Maintenant que Joe Biden a été élu président, c’est un nouveau récit qui s’élabore pour les États-Unis, mais aussi pour le monde. Pourquoi est-ce que la Chine et la Russie ont tardé à s’exprimer sur cette élection ? Est-ce qu’elles avaient envie de voir Trump réélu, ou pas forcément ? Qu’est-ce que cela va changer dans leur récit ?

Il est certain que Poutine espérait très vivement la réélection de Trump. Ce dernier a toujours manifesté à l’égard du président russe énormément d’admiration et même, parfois, de déférence. Au point, on s’en souvient, que lors d’un sommet à Helsinki en juillet 2018, il a cru davantage aux affirmations du président russe, qui disait que ses services n’avaient été pour rien dans la campagne présidentielle de 2015-2016, alors que les services de renseignement américains eux-mêmes affirmaient exactement l’inverse. Le Kremlin espérait une réélection de Donald Trump, et le porte-parole de Vladimir Poutine a expliqué que, par décence, il fallait attendre que les résultats soient officiels aux États-Unis avant de féliciter le président élu. Même réaction du côté chinois, bien que Pékin ait observé un Joe Biden tout aussi offensif à l’encontre de la Chine qu’a pu l’être Donald Trump. Et cela, bien que, pendant la campagne, le camp républicain ait essayé de travestir Biden en « mou » vis-à-vis de la Chine  : soft on China comme ils disaient. La Russie et la Chine sont deux régimes autoritaires qui, au travers de leurs propres médias officiels et des réseaux sociaux – très contrôlés en Chine et moins en Russie –, se sont fait une joie de raconter le chaos qui a caractérisé l’élection présidentielle américaine. Ce fut très intéressant d’observer la manière dont ils en ont fait le récit. Comme s’il s’agissait de convaincre leurs propres ressortissants que, finalement, un dirigeant dur, sinon pur, est sûrement la meilleure solution.

Est-ce qu’un monde sans guerre des récits est possible ?
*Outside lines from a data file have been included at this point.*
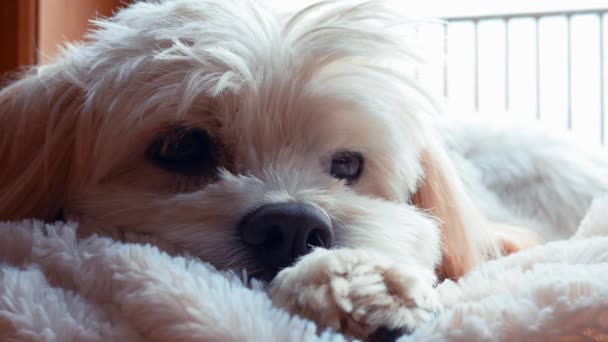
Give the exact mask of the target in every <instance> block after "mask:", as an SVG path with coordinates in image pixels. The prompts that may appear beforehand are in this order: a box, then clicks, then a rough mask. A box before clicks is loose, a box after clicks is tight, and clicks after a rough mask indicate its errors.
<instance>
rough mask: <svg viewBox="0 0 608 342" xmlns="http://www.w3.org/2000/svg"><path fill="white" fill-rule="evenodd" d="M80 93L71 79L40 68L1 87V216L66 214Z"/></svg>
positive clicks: (16, 218) (32, 217)
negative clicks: (33, 74)
mask: <svg viewBox="0 0 608 342" xmlns="http://www.w3.org/2000/svg"><path fill="white" fill-rule="evenodd" d="M79 97H80V96H79V92H78V91H77V89H76V87H74V86H72V85H70V83H69V82H68V81H67V80H65V79H61V78H58V77H53V76H52V75H48V76H41V75H39V74H36V75H30V76H27V77H25V78H23V79H21V80H19V81H17V82H15V83H13V84H11V85H10V86H8V87H7V88H5V89H3V90H2V91H0V123H1V124H0V160H1V161H2V167H0V221H2V220H17V219H23V218H30V217H31V218H38V219H43V220H53V219H55V218H57V217H58V216H59V215H60V214H61V209H62V205H63V203H64V195H65V192H66V181H67V179H68V177H69V172H70V169H71V165H72V159H73V149H74V134H75V129H74V128H75V127H74V126H75V121H76V120H75V118H76V114H77V111H78V110H79V108H80V106H79V103H81V101H79Z"/></svg>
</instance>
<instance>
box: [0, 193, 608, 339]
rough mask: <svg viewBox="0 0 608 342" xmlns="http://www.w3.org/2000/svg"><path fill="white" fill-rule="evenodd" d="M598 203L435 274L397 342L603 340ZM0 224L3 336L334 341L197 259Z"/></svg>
mask: <svg viewBox="0 0 608 342" xmlns="http://www.w3.org/2000/svg"><path fill="white" fill-rule="evenodd" d="M607 210H608V197H606V198H604V199H603V200H601V201H600V200H598V201H596V202H595V203H594V206H593V208H592V210H591V211H590V213H589V214H588V215H587V217H586V218H585V220H584V223H583V224H582V226H581V228H580V229H579V231H578V232H577V235H576V236H575V237H573V238H572V239H570V240H565V241H558V242H553V243H549V244H547V245H545V246H539V247H536V248H534V249H530V250H526V251H522V252H520V253H517V254H514V255H512V256H509V257H505V258H503V259H500V260H496V261H492V262H489V263H487V264H485V265H484V266H483V267H481V268H479V269H477V270H475V271H473V272H471V273H469V274H468V275H466V276H465V277H464V278H462V279H460V280H459V281H458V282H453V281H449V280H448V281H445V282H444V283H442V284H441V285H439V286H438V288H437V294H438V297H439V300H440V302H441V304H442V305H443V307H444V310H443V312H442V313H441V314H440V315H439V316H437V317H436V318H435V319H432V320H431V321H430V322H428V323H427V324H423V325H421V326H419V327H418V329H417V330H416V331H415V332H414V333H413V334H412V335H409V336H405V337H403V338H402V339H401V341H420V340H424V341H428V340H433V341H443V340H447V339H449V340H457V341H472V340H475V341H479V340H502V341H515V340H517V341H521V340H534V341H541V340H547V341H554V340H559V339H565V340H568V339H569V340H584V339H586V338H587V339H593V338H595V339H598V340H601V339H602V338H606V336H608V285H607V284H608V252H607V251H608V216H607V215H606V211H607ZM0 227H1V228H2V230H3V231H4V232H5V234H4V236H3V239H1V240H0V261H1V263H2V265H3V266H2V267H1V268H0V339H1V340H3V341H7V340H19V341H42V340H45V341H69V340H78V341H108V340H129V341H139V340H147V341H166V340H180V341H182V340H183V341H200V340H205V341H244V340H249V341H261V340H281V341H343V340H345V338H344V337H342V336H340V335H337V334H335V333H332V332H329V331H326V332H324V333H323V334H322V335H320V336H319V335H317V327H316V326H315V324H314V323H312V322H308V321H305V320H302V319H300V318H298V317H290V316H289V315H288V314H287V313H286V312H283V311H281V310H278V309H275V308H273V307H272V304H271V302H270V300H269V299H268V297H267V296H266V294H265V293H264V292H263V291H260V290H257V289H248V288H245V287H244V286H243V285H242V283H241V281H240V280H239V279H238V278H237V277H235V276H230V275H228V276H227V277H226V276H225V275H222V274H221V273H219V272H217V271H215V270H214V269H213V268H212V267H211V266H208V265H207V264H205V263H202V262H200V261H199V260H197V259H187V258H182V257H170V256H169V255H167V254H165V253H163V252H161V251H159V250H158V249H157V248H155V247H151V246H142V245H139V244H124V243H118V242H113V241H111V240H109V239H106V238H99V237H92V238H89V239H86V240H80V241H78V240H77V238H76V236H75V232H74V226H73V225H70V224H68V225H62V224H57V225H46V226H45V225H44V224H42V223H40V222H32V221H24V222H22V223H19V224H18V223H14V224H6V223H5V224H2V225H0ZM329 309H330V310H331V308H329ZM397 311H398V310H397Z"/></svg>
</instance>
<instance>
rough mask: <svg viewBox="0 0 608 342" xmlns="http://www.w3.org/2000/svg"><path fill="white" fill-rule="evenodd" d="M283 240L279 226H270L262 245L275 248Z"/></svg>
mask: <svg viewBox="0 0 608 342" xmlns="http://www.w3.org/2000/svg"><path fill="white" fill-rule="evenodd" d="M283 240H284V239H283V232H282V231H281V227H280V226H271V227H270V228H269V230H268V233H267V235H266V239H265V241H264V242H263V243H262V245H263V246H265V247H268V248H276V247H278V246H280V245H281V244H282V243H283Z"/></svg>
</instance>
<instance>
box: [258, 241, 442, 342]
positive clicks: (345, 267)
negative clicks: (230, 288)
mask: <svg viewBox="0 0 608 342" xmlns="http://www.w3.org/2000/svg"><path fill="white" fill-rule="evenodd" d="M434 281H435V275H434V273H433V272H432V271H431V270H427V269H425V268H423V267H420V266H415V265H411V266H407V263H406V262H404V263H403V264H400V265H398V267H397V265H393V264H391V263H389V262H387V261H386V260H384V259H383V258H382V257H380V256H378V255H376V254H374V253H370V252H366V251H362V250H352V249H338V250H325V249H317V250H315V251H313V252H312V253H311V254H309V255H307V256H305V257H304V258H303V259H302V260H301V261H300V262H298V263H297V264H296V265H295V266H293V267H289V268H286V269H284V270H283V271H281V272H280V273H279V274H278V275H277V277H276V279H275V280H274V281H273V283H272V285H271V288H270V296H271V298H272V300H273V302H274V303H275V305H277V306H279V307H282V308H284V309H286V310H287V311H289V312H291V313H293V314H297V315H300V316H302V317H306V318H308V319H311V320H313V321H315V322H316V323H317V324H318V325H319V326H320V327H329V328H332V329H335V330H337V331H340V332H342V333H345V334H347V335H351V336H353V337H356V338H367V337H371V336H372V335H373V333H374V332H376V331H377V330H378V329H380V328H382V329H390V330H399V331H412V330H414V329H415V328H416V327H417V326H419V325H420V324H422V323H424V322H426V321H428V320H429V319H431V318H432V317H433V316H434V315H435V313H437V312H438V311H439V310H440V308H441V306H440V303H439V300H438V298H437V293H436V292H435V289H434V288H433V285H434Z"/></svg>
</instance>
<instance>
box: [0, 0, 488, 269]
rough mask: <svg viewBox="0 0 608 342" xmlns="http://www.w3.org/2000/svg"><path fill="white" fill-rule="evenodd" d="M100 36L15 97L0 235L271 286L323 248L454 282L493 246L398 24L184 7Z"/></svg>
mask: <svg viewBox="0 0 608 342" xmlns="http://www.w3.org/2000/svg"><path fill="white" fill-rule="evenodd" d="M97 24H98V26H99V28H98V29H97V30H96V31H94V32H93V33H91V35H90V36H89V42H88V43H87V44H83V45H73V46H68V47H67V48H66V49H65V51H64V52H63V55H62V57H61V58H60V59H58V60H57V61H56V62H54V63H53V64H51V65H48V66H44V67H39V68H38V69H36V70H35V72H34V73H33V74H32V75H30V76H27V77H25V78H23V79H22V80H20V81H18V82H16V83H14V84H12V85H11V86H9V87H8V88H6V89H5V90H4V91H3V92H2V93H1V94H0V110H1V112H0V120H1V122H2V125H1V126H0V133H1V134H0V158H1V160H2V164H3V167H2V168H0V219H20V218H27V217H37V218H41V219H45V220H52V219H55V218H57V217H65V218H68V219H73V220H76V221H79V222H80V224H81V228H80V229H81V230H82V231H83V232H88V233H91V232H105V233H109V234H113V235H114V236H122V237H125V236H131V235H136V236H147V237H149V239H150V240H151V241H155V242H156V243H158V244H160V245H162V246H164V247H166V248H167V249H173V250H175V251H180V252H187V253H189V254H192V255H195V256H198V257H200V258H201V259H203V260H205V261H209V262H211V263H212V264H214V265H216V266H218V267H220V268H245V269H247V270H248V272H249V273H252V274H255V275H258V276H260V277H262V278H267V279H268V278H272V276H273V275H274V274H275V273H276V271H277V270H278V269H280V268H281V267H284V266H287V265H289V264H290V263H292V261H293V260H294V259H296V258H298V257H299V256H301V255H303V254H305V253H306V252H308V251H309V250H310V249H311V248H314V247H343V246H347V247H355V248H367V249H375V250H378V251H380V252H381V253H384V254H386V255H387V256H389V257H392V258H394V259H395V260H411V262H417V263H419V264H420V265H423V266H425V267H429V268H435V267H438V266H439V267H440V268H439V269H440V271H441V272H442V273H443V275H444V276H458V275H460V274H462V273H463V272H464V271H466V270H467V269H468V268H469V267H470V266H471V265H472V264H474V263H475V261H476V260H477V259H478V258H479V257H480V256H481V255H482V254H484V253H486V252H488V250H489V249H491V248H489V249H488V248H486V247H488V246H490V245H491V244H489V243H488V244H486V241H485V240H484V239H485V238H484V237H483V236H485V235H484V234H483V233H479V234H471V233H470V231H469V230H470V229H471V228H467V225H469V226H470V223H471V222H476V221H475V220H477V219H478V214H477V213H476V211H475V210H474V209H473V208H474V206H473V205H471V203H470V202H469V201H468V199H467V198H466V196H465V195H464V192H463V191H462V189H461V187H460V185H459V181H458V179H457V177H456V175H455V173H454V172H453V171H452V169H451V167H450V163H449V162H448V160H447V159H446V157H445V156H444V155H443V152H442V149H441V148H440V147H439V146H438V145H437V143H436V142H435V139H434V136H433V131H432V129H431V125H430V124H429V116H430V114H429V113H430V112H431V111H432V105H431V103H430V102H429V101H428V100H427V98H426V96H425V94H424V92H422V91H420V89H418V87H417V85H416V82H415V81H414V79H413V78H412V77H411V76H410V75H409V74H408V71H407V70H408V66H411V65H412V64H413V63H414V59H413V57H412V55H411V54H410V52H411V50H410V49H409V48H408V47H407V44H404V43H405V42H406V40H407V25H405V26H404V25H402V24H403V20H402V19H400V18H399V17H398V16H395V15H393V14H391V12H390V10H386V9H384V8H382V7H381V6H379V5H378V4H375V3H362V4H358V5H352V4H351V5H349V6H347V5H344V4H324V5H317V6H312V7H309V8H307V9H305V10H303V11H300V12H298V13H297V14H295V15H293V16H288V17H283V16H278V15H276V14H274V13H272V12H271V11H269V10H268V9H266V8H265V7H262V6H259V5H256V4H254V3H253V2H250V1H240V0H239V1H236V0H234V1H232V0H221V1H219V0H216V1H214V0H174V1H160V2H154V3H145V2H141V3H136V4H134V5H132V6H130V7H129V8H127V9H125V10H123V11H121V12H119V13H118V14H117V16H116V17H115V18H113V19H111V20H109V21H100V22H98V23H97ZM61 215H63V216H61Z"/></svg>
Le récit accompagne le pouvoir depuis que le pouvoir existe, c’est-à-dire depuis les premiers jours de l’humanité. Dans nos sociétés démocratiques, c’est à chacun d’entre nous d’y contribuer à sa façon, ne serait-ce qu’en faisant le tri dans ce que l’on choisit d’écouter, de lire, de consulter. Je crois qu’il est très important, en particulier, d’apprendre aux enfants à faire ce tri-là dès qu’ils sont en âge d’aller à l’école. Parce que, bien évidemment, nous allons de plus en plus fonctionner dans un récit multiforme dans lequel règne le mépris des faits. Donald Trump nous en a donné des exemples absolument navrants ! Deux grands journaux de la côte ouest, The New York Times et The Washington Post, avaient d’ailleurs entrepris de compter les mensonges qu’il pouvait proférer chaque jour, et leur nombre est absolument stupéfiant. Je crois qu’il faut initier les enfants, très tôt, à comprendre et à disséquer l’information multiforme, le récit protéiforme qu’ils reçoivent. Cela fait partie de notre responsabilité à toutes et à tous.

Peut-être faudrait-il écrire au tableau pour ces enfants, pour ces petits Européens, la phrase de Jean Monnet que vous reprenez à la fin de votre ouvrage  : « L’Europe se fera dans les crises et elle sera la somme des solutions apportées à ces crises » ?

Je crois que l’on ne saurait mieux dire.